A Step into the Hidden Stairways // Crossroads.
There are three kinds of law.
One is written in books.
Another carried on the roads.
The third is written in thunder.
The first lives in codes, courts, and compromise.
It keeps the streets clean,
And the hands tied.
The second lives in the chest.
It speaks when the world turns cruel.
Or when you’re questioning your form.
Achilles carried it into battle.
It wasn’t just rage.
It was memory.
The kind that freezes.
Icarus was more Myshkin.
Tasted it midair.
It was will.
The kind that burns.
The third isn’t spoken.
It’s struck.
John Bonham plays with the kind of law you don’t learn.

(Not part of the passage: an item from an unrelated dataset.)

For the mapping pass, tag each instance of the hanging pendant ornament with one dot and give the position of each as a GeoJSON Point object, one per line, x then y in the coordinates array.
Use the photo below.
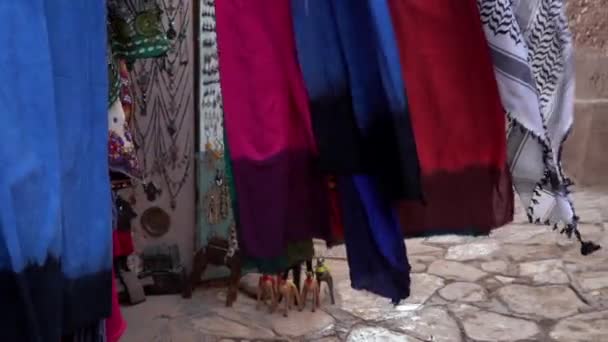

Every snare was a principle,
Every bell, a hymn bound to rhythm.
You feel it—in the gut, in the jaw,
In the instant everything waits.
He didn’t keep time. He declared it.
Because when Bonham struck,
He wasn’t only keeping rhythm.
This is the law they never teach.
It can’t be memorized.
Only summoned.
In moments when justice isn’t in the books —
It’s in your bones.
Achilles knew he had to fight.
He had a hunch that the world would never understand.
But he fought anyway.
Icarus didn’t know the cost.
He flew into the skies with prophecy in his throat.
And got burnt for it.
That could’ve been ego.
That could’ve been the law of the chest:
To stand, even when it ends you.
But thunder—
Thunder doesn’t beg to be believed.
It arrives.
Loud.
Sharp.
Staccato.
Reverberation.
There are stairways — hidden, sacred, timeless.
But they don’t reach heaven unless something steady holds below.
And Bonham was that something.
His foot was the anchor.
His soul was the pulse.
The crossroads are a test.
Of willpower.
Of principles.
And passion will carry you the same way you carry it.
Because when the system folds,
when the room goes quiet,
when no one else stands—
You either follow thunder,
Or you disappear.
Led Zeppelin.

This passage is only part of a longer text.